TEMPO.CO, Jakarta - Menteri Agama Lukman Hakim Syaifuddin mengatakan tak ada aturan khusus yang mengatur alokasi sisa kuota haji. Trauma dengan kasus yang menyeret mantan Menteri Agama Suryadharma Ali, Lukman mengeluarkan keputusan menteri agar tak ada lagi pembagian gratis kuota haji.
"Sebelum saya jadi menteri, memang tak ada kejelasan dan ketegasan bagaimana menggunakan sisa kuota, sehingga tiap menteri menempuh kebijakannya masing-masing," ucap Lukman Hakim seusai rapat kerja di Kompleks Parlemen, Senayan, Selasa, 8 September 2015.
Lukman berujar, tiap tahun memang terdapat sekitar 2.000 sisa kursi haji. Alasannya, banyak calon anggota jamaah haji yang meninggal dunia, sakit keras, dan tak mampu melunasi biaya perjalanan sehingga tak bisa menggunakan jatah hajinya. Saat menjadi Menteri Agama periode 2009-2014, Suryadharma Ali membagikan jatah sisa itu kepada sejumlah lembaga dan pihak swasta.
Suryadharma menyebut sejumlah anggota Dewan Perwakilan Rakyat, Badan Pemeriksa Keuangan, TNI, Ombudsman, kementerian, wartawan, bahkan KPK juga mendapat sisa kuota haji. Selain itu, Suryadharma menuturkan kuota haji diberikan kepada Paspampres Wakil Presiden RI sebanyak 100 orang, keluarga almarhum Taufiq Kiemas dan Megawati Soekarnoputri 50 orang, keluarga Menteri Pertahanan Purnomo Yusgiantoro 70 orang, keluarga Amien Rais 10 orang, keluarga Karni Ilyas 2 orang, dan keluarga Suryadharma sendiri 6 orang.
Akibatnya, Suryadharma diseret Komisi Pemberantasan Korupsi. Agar kasus tak terulang, Lukman mengeluarkan aturan peralihan sisa kuota haji untuk pendaftar berikutnya.

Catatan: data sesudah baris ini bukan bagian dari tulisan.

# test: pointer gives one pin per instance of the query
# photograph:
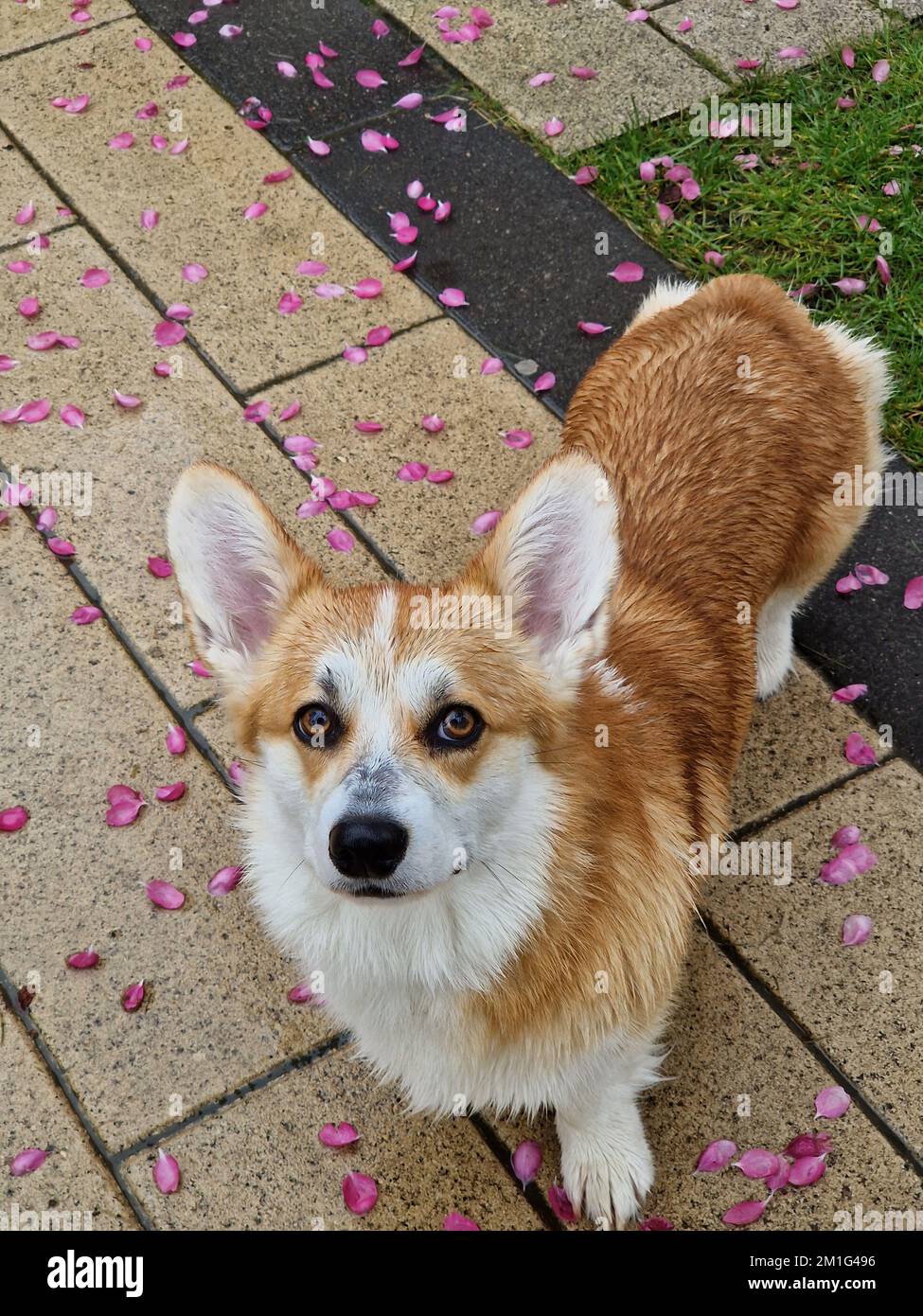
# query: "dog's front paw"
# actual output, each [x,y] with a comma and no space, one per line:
[609,1178]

"Sisa kuota akan digunakan untuk nomor urut berikutnya. Hanya calon anggota jamaah haji yang boleh gunakan sisa kuota," ucap Lukman.

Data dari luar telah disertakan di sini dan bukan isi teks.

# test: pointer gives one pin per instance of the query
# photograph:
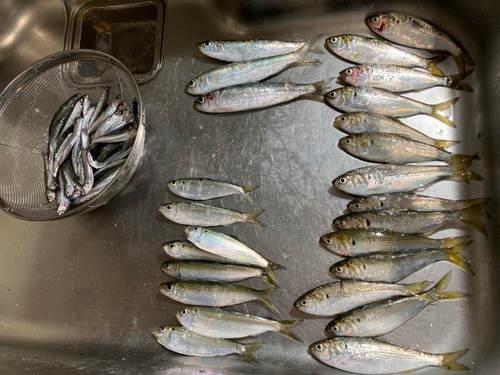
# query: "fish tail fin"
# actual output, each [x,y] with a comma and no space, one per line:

Urutan keberangkatan diatur sesuai dengan prioritas, misalnya kepada lansia berusia di atas 75 tahun. Berikutnya baru diberikan ke calon haji lain. Sedangkan petugas haji memiliki kuota yang berbeda.
"Mereka tidak termasuk, karena mereka punya kuota tersendiri dan harus memenuhi persyaratan," tutur Lukman.